Handelingen 19:13-20
13 ¶ Ook enkele rondtrekkende Joodse geestenbezweerders probeerden boze geesten uit te drijven door het uitspreken van de naam van de Heer Jezus. Ze zeiden: ‘Ik bezweer jullie bij Jezus, die door Paulus wordt verkondigd!’ 14 Het waren de zeven zonen van Skevas, een Joodse hogepriester, die dit deden. 15 Maar de boze geest gaf hun ten antwoord: ‘Jezus ken ik, en Paulus ook, maar wie zijn jullie?’16 De man die door de boze geest bezeten was, sprong op hen af en ging hen met zo veel geweld te lijf dat ze naakt en gewond uit het huis wegvluchtten. 17 Alle Joodse en Griekse inwoners van Efeze hoorden van dit voorval, dat hen met diep ontzag vervulde; allen prezen en eerden de naam van de Heer Jezus. 18 Veel nieuwe gelovigen kwamen in het openbaar hun praktijken opbiechten. 19 Onder hen waren ook velen die magie hadden bedreven, maar die nu hun boekrollen verzamelden en publiekelijk verbrandden. Toen de waarde ervan werd berekend, kwam men uit op een bedrag van vijftigduizend zilverstukken. 20 Zo zegevierde het woord van de Heer en vond het steeds meer gehoor.(NBV)

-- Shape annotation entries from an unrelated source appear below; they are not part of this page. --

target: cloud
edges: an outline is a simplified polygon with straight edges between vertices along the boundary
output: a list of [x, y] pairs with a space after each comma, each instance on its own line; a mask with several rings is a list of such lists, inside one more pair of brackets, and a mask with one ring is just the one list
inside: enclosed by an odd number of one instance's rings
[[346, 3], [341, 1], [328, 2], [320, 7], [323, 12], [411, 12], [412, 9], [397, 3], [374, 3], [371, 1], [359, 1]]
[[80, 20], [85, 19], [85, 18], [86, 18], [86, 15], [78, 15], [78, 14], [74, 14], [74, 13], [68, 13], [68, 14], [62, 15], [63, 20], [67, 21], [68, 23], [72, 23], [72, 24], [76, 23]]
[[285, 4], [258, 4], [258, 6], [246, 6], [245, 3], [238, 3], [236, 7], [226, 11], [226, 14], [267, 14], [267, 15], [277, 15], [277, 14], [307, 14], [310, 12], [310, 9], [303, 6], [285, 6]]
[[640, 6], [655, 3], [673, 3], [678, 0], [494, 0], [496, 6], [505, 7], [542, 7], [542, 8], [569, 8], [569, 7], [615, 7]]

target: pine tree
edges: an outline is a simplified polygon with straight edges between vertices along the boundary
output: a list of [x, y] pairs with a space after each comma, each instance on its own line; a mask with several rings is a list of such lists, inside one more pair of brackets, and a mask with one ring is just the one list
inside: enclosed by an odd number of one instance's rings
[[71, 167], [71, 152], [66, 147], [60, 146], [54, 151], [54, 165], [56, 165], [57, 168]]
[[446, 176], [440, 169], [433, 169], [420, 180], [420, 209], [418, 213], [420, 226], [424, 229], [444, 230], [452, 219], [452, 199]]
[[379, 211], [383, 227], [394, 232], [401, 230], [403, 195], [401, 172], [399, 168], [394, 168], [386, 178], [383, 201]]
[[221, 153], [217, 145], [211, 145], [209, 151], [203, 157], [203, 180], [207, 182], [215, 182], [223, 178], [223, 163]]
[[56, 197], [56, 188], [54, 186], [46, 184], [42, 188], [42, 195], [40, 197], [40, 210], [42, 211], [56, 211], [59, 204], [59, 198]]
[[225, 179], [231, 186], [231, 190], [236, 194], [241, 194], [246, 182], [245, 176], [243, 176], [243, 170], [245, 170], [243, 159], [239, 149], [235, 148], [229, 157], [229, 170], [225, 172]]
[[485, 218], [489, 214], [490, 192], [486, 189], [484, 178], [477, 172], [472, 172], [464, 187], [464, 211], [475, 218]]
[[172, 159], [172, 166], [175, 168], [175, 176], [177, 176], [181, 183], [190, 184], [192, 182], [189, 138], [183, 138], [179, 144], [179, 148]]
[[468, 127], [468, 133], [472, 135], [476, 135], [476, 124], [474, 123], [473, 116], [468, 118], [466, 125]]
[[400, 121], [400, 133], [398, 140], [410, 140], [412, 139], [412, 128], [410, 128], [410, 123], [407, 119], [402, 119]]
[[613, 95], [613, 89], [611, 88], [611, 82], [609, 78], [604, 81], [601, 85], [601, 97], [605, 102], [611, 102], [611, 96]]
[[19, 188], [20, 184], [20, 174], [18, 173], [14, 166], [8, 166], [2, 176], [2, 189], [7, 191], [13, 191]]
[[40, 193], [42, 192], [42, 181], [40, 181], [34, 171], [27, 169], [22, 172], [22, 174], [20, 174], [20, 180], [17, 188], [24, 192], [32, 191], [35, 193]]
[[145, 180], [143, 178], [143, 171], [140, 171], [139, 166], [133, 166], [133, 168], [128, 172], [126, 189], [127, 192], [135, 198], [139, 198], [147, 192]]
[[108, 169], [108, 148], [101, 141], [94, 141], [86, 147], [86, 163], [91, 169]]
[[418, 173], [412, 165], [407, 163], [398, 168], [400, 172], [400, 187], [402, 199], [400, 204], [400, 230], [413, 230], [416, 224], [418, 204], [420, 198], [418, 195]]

Het is commercieel zeer aantrekkelijk om veel mensen te genezen. Mensen betalen daar graag voor. Dat is niet alleen in onze dagen zo maar dat was ook al zo in de dagen van Paulus, en Jezus van Nazareth in wiens naam hij optrad. Er valt dan ook veel te verdienen aan de genezing van mensen. De zonen van Skevas de hogepriester hebben dat goed begrepen. Elke dag trad er wel zo’n zoon van Skevas op die op plechtige toon de toverspreuken uitspraken waarin de boze geesten in de naam van Jezus die door Paulus werd verkondigd bezworen werden. Maar het uitspreken van de naam van Jezus, het uitdrijven van boze geesten in de naam van Jezus is geen toverspreuk. Daar genees je niet van. De boze geest van de man die zelfs de burgerlijke kleding van de beschaafde samenleving niet meer kon verdragen had dat goed door. Jezus moest je navolgen, daar hoefde je niet voor te betalen daar mocht je van delen en die Paulus werkte er bij als riemensnijder, voor tenten, die vroeg ook nooit geld, hooguit voor armen die niets hadden.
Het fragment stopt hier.